Mais qu’on ne s’y trompe pas ! Un synode de relève pas de l’art du “management”, ni d’une technique plus ou moins démocratique d’expression. Il s’agit d’un acte de discernement spirituel qui nous dispose à écouter ce que l’Esprit dit à l’Eglise, ce qui suppose qu’ensemble, en communauté, nous nous mettions à l’écoute de la Parole de Dieu. Le synode est un acte de prière, c’est la raison pour laquelle on ne parle pas “d’organiser”, mais bel et bien de “célébrer” un synode.

Ce synode-là est convoqué sur un thème en trois mots : communion ; participation ; mission. Il s’agit de discerner comment l’Eglise peut et doit s’organiser pour rester unie et que chacun devienne, en son sein, un disciple missionnaire capable de prendre sa part de l’annonce de l’Evangile.

Bien entendu, ce synode est en partie voulu par le pape François, en réaction au séisme accablant des multiples abus qui ont abimé tant de victimes et finalement défiguré l’Eglise du Christ. Il s’agit désormais que notre Eglise devienne une maison sûre, qu'elle soit en ordre de mission, dans un monde qui ne cesse de changer, au service d’une humanité confrontée à des défis inédits, tels que la question écologique ou celle de la bioéthique par exemple.

La perspective de ce synode nous offre peut-être une possibilité d’actualisation de l’Evangile de ce jour.
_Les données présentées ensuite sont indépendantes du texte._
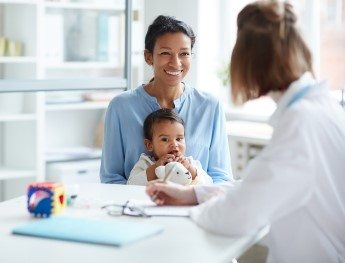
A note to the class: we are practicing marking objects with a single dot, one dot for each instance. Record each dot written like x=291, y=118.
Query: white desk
x=181, y=240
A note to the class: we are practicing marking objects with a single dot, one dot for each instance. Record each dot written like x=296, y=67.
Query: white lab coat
x=138, y=174
x=296, y=184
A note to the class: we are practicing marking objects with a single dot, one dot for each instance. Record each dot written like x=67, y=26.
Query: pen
x=165, y=179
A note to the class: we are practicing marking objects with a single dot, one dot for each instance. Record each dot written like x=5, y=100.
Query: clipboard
x=88, y=230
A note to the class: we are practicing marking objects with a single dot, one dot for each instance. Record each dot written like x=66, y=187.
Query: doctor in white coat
x=297, y=183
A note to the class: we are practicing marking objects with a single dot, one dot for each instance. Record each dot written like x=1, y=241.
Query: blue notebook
x=88, y=230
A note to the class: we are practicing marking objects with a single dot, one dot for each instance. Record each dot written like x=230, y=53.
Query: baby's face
x=168, y=137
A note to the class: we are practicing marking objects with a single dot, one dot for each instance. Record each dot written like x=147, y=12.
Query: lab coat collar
x=305, y=81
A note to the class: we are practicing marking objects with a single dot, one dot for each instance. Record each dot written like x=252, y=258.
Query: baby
x=164, y=140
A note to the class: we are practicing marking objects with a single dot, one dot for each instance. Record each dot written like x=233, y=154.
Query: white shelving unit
x=53, y=40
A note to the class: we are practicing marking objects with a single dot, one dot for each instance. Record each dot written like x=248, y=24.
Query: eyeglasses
x=126, y=209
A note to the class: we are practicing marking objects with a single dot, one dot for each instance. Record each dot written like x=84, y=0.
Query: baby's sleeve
x=138, y=174
x=202, y=178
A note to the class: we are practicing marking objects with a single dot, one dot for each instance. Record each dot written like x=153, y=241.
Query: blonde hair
x=269, y=52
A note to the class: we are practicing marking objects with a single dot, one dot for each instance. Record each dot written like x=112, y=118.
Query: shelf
x=248, y=131
x=72, y=154
x=21, y=59
x=81, y=65
x=77, y=106
x=116, y=6
x=17, y=117
x=11, y=173
x=30, y=2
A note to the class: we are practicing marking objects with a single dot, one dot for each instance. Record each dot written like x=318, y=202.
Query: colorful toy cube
x=46, y=198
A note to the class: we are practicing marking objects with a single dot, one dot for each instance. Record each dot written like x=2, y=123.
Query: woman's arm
x=112, y=163
x=219, y=167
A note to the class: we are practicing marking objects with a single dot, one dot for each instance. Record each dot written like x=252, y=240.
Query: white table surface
x=181, y=240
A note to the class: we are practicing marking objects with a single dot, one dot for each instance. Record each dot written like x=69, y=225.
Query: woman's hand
x=171, y=194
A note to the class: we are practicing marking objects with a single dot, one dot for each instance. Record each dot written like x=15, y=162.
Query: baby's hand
x=167, y=158
x=182, y=159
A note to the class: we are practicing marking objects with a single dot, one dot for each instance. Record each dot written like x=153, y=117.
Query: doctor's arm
x=275, y=183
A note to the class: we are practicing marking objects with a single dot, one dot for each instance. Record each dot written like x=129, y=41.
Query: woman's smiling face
x=171, y=58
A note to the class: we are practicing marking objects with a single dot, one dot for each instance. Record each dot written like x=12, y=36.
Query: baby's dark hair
x=166, y=24
x=158, y=116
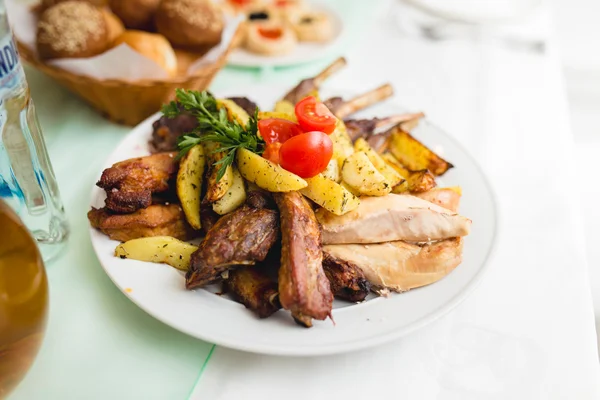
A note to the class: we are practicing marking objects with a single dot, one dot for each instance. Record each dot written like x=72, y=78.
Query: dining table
x=525, y=332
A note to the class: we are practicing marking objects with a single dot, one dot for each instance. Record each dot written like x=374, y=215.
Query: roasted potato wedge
x=284, y=106
x=189, y=184
x=393, y=177
x=234, y=112
x=342, y=144
x=273, y=114
x=414, y=155
x=265, y=174
x=330, y=195
x=416, y=181
x=360, y=173
x=216, y=190
x=332, y=171
x=235, y=196
x=158, y=249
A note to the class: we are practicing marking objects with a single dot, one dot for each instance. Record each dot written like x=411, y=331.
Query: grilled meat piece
x=245, y=103
x=401, y=266
x=303, y=286
x=129, y=184
x=155, y=220
x=392, y=217
x=242, y=237
x=166, y=131
x=347, y=280
x=255, y=289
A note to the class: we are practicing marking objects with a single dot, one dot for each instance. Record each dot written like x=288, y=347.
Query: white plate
x=305, y=52
x=159, y=289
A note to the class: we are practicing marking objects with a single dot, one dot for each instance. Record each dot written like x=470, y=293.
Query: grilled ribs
x=303, y=286
x=242, y=237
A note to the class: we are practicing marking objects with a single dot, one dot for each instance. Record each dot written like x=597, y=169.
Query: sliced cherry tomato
x=271, y=152
x=277, y=129
x=315, y=116
x=307, y=154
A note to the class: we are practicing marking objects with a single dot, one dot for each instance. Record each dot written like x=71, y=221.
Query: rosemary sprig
x=213, y=126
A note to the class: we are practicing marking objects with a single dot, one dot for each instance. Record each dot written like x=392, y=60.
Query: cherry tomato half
x=307, y=154
x=277, y=129
x=315, y=116
x=271, y=152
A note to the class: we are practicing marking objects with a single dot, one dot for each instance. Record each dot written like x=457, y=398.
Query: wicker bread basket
x=122, y=101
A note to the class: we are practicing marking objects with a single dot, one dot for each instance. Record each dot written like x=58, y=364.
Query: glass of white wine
x=23, y=299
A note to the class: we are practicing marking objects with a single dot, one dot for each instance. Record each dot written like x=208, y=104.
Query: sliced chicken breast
x=401, y=266
x=390, y=218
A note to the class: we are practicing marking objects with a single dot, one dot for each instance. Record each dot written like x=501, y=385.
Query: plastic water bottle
x=27, y=181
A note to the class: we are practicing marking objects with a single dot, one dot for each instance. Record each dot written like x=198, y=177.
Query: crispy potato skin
x=158, y=249
x=414, y=155
x=303, y=286
x=189, y=184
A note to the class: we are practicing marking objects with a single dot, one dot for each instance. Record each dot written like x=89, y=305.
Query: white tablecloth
x=527, y=332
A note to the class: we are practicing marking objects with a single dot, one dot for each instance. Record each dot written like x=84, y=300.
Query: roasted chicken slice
x=303, y=285
x=241, y=237
x=348, y=282
x=129, y=184
x=401, y=266
x=155, y=220
x=392, y=217
x=444, y=197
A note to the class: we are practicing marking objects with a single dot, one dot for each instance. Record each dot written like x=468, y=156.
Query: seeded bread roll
x=135, y=14
x=152, y=45
x=73, y=29
x=114, y=25
x=49, y=3
x=190, y=23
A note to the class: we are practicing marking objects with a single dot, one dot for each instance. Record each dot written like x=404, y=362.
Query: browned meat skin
x=303, y=286
x=255, y=289
x=242, y=237
x=245, y=103
x=347, y=280
x=166, y=131
x=129, y=184
x=156, y=220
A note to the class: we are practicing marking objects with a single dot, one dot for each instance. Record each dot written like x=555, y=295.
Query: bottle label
x=11, y=71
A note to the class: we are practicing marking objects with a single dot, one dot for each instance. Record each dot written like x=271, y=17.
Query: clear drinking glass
x=27, y=181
Car, au fond, il s’agit bien de cela dans un synode : marcher ensemble, avec Jésus, suivre le Christ et devenir son compagnon de route. Nous pourrions faire nôtre la devise de nos Petites Sœurs Disciples de l’Agneau, qui se sont approprié de belle manière une citation de l’Apocalypse : « les petites sœurs suivent l’Agneau partout où il va.»
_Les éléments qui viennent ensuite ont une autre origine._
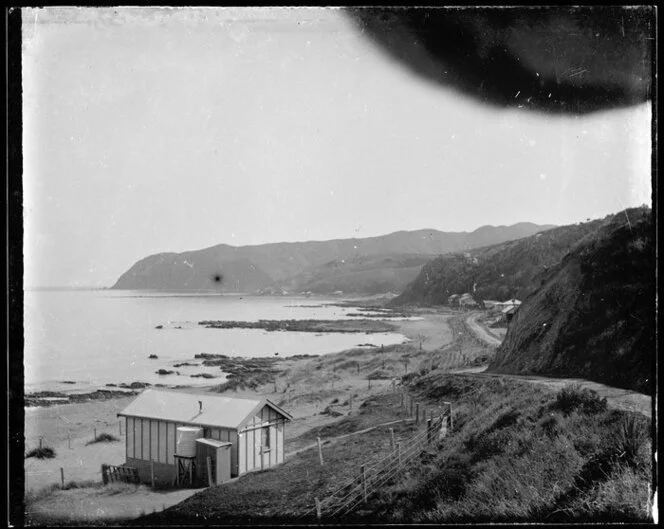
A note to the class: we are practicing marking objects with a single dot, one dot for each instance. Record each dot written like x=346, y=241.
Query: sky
x=168, y=130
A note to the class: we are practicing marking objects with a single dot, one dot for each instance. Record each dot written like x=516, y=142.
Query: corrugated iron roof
x=176, y=406
x=213, y=442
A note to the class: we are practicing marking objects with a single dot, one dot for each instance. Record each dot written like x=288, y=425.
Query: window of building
x=266, y=438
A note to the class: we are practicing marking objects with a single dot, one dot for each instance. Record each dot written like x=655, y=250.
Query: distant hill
x=498, y=272
x=364, y=266
x=593, y=313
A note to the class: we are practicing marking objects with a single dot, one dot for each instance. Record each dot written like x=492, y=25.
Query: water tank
x=186, y=440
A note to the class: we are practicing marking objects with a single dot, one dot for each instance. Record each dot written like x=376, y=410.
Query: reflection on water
x=94, y=338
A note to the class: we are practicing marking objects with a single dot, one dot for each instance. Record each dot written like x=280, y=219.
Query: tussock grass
x=573, y=398
x=518, y=453
x=521, y=453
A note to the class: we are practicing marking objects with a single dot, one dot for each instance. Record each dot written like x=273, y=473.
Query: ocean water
x=99, y=337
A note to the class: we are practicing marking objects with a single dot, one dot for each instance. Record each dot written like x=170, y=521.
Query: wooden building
x=240, y=435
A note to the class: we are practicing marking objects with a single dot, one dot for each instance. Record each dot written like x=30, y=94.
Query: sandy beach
x=305, y=387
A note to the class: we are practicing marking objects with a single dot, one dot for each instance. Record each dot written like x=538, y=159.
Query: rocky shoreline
x=340, y=326
x=45, y=399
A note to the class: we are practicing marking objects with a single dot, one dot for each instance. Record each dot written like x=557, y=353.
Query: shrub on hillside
x=573, y=398
x=632, y=437
x=45, y=452
x=103, y=438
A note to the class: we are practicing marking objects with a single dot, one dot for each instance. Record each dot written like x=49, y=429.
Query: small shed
x=508, y=312
x=467, y=301
x=240, y=435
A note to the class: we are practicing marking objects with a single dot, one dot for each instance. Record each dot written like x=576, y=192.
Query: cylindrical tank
x=186, y=440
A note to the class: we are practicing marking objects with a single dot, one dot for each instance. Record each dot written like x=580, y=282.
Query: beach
x=305, y=387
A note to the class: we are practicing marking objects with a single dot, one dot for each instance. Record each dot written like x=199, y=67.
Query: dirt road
x=617, y=398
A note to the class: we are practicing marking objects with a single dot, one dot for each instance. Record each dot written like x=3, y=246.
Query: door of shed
x=219, y=453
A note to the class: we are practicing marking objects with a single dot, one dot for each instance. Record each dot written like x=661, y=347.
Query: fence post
x=451, y=418
x=320, y=451
x=318, y=511
x=209, y=469
x=364, y=481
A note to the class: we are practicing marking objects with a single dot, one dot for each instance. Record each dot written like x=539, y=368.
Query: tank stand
x=186, y=469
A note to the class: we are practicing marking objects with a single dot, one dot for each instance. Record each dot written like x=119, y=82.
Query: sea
x=82, y=340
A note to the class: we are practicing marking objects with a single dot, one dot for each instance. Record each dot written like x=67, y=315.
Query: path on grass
x=479, y=331
x=331, y=440
x=617, y=398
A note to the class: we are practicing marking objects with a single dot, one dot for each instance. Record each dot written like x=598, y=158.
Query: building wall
x=252, y=452
x=155, y=440
x=164, y=474
x=151, y=439
x=226, y=434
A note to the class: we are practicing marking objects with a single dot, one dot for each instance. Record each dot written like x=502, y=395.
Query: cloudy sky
x=161, y=130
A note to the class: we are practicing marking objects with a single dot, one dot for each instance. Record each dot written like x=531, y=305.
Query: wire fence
x=356, y=492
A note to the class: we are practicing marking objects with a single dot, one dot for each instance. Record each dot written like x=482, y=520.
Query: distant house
x=467, y=301
x=240, y=435
x=509, y=309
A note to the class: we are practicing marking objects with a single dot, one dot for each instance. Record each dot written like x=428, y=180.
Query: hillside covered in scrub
x=363, y=266
x=593, y=314
x=497, y=272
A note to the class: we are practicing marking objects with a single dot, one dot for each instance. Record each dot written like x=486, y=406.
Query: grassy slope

Comment chacun de nous personnellement, et tous ensemble en communauté paroissiale, nous voulons et nous pouvons suivre le Christ là où il nous précède et nous entraine ? Et d’une manière prophétique, l’expérience du jeune homme riche vient nous interpeller sur nos désirs et capacité à suivre l’Agneau, en nous rappelant une réalité bien humaine qui est aussi éminemment spirituelle.
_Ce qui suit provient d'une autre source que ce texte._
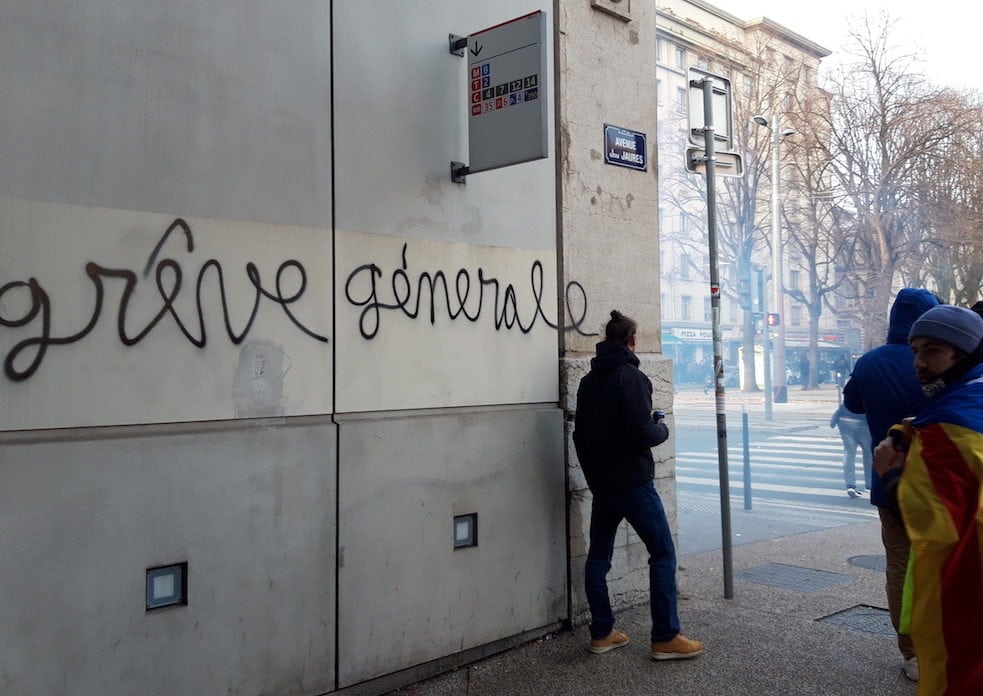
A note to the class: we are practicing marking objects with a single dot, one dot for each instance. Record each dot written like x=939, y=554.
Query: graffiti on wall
x=169, y=276
x=466, y=297
x=471, y=296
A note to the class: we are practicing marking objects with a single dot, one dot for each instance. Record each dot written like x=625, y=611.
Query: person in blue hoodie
x=614, y=433
x=883, y=386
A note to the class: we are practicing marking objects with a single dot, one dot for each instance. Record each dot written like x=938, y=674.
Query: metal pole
x=718, y=359
x=778, y=355
x=747, y=458
x=766, y=356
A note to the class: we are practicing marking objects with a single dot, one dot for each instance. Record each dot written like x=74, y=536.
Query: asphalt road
x=796, y=481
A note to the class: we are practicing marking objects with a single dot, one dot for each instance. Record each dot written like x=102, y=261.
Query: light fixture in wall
x=466, y=531
x=619, y=8
x=167, y=586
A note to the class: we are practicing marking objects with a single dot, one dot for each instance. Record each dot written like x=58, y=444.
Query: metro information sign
x=507, y=98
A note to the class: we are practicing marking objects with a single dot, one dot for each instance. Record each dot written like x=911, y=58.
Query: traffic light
x=744, y=293
x=757, y=292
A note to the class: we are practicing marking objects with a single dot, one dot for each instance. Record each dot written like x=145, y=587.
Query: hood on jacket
x=611, y=355
x=910, y=304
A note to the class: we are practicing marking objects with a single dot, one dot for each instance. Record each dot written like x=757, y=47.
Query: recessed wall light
x=167, y=586
x=466, y=530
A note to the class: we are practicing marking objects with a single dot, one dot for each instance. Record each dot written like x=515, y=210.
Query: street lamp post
x=779, y=383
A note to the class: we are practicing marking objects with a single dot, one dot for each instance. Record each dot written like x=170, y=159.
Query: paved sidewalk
x=800, y=622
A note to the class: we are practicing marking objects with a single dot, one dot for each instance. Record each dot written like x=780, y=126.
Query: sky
x=944, y=34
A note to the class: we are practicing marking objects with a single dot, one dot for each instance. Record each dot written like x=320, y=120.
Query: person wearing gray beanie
x=932, y=476
x=960, y=327
x=946, y=325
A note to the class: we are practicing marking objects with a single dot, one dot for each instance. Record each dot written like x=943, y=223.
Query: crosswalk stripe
x=792, y=467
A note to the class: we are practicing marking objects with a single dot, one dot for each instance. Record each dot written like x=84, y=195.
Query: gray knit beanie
x=957, y=326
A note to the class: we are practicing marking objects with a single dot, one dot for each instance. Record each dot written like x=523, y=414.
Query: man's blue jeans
x=642, y=508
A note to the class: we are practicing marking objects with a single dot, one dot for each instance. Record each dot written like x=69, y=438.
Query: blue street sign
x=625, y=148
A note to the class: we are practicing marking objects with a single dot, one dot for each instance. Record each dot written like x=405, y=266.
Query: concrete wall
x=83, y=514
x=162, y=163
x=405, y=593
x=610, y=242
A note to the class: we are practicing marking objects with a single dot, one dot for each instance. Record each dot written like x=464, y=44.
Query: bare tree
x=884, y=122
x=950, y=207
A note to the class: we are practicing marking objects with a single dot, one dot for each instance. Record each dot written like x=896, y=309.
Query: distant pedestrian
x=884, y=387
x=615, y=430
x=841, y=367
x=854, y=433
x=937, y=466
x=804, y=371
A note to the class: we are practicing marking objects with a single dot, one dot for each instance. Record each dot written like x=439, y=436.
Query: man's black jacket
x=614, y=429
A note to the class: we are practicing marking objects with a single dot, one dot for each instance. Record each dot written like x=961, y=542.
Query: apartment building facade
x=767, y=66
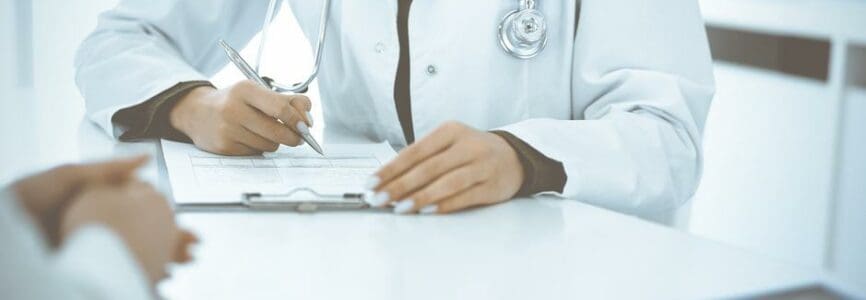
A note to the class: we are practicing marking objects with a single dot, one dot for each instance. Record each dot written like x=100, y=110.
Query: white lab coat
x=93, y=263
x=621, y=102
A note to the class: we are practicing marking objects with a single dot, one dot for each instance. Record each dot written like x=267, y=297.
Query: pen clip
x=243, y=66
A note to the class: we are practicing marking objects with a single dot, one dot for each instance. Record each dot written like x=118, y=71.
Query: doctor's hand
x=453, y=168
x=138, y=214
x=241, y=119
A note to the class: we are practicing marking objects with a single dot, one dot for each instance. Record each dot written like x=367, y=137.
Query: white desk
x=524, y=249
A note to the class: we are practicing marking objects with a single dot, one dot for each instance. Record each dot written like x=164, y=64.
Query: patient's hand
x=140, y=215
x=241, y=119
x=44, y=195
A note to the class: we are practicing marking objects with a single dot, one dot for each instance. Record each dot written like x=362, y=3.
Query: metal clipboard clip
x=304, y=199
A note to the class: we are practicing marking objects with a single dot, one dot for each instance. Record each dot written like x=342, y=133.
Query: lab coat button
x=431, y=70
x=380, y=47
Cette réalité, c’est que l’Homme est limité ! Il y a une finitude de la condition humaine, de sorte qu’il est impossible de tout avoir, de tout faire et d’être partout à la fois ! Au contraire du syndrome adolescentrique de la toute-puissance, la maturité de l’adulte consiste en un consentement à ses limites, qui se réalise dans la conscience vive qu’il n’existe pas de choix sans renoncement ! Et cette vérité de notre condition humaine est aussi valable pour notre vie religieuse : suivre le Christ suppose d’assumer des renoncements !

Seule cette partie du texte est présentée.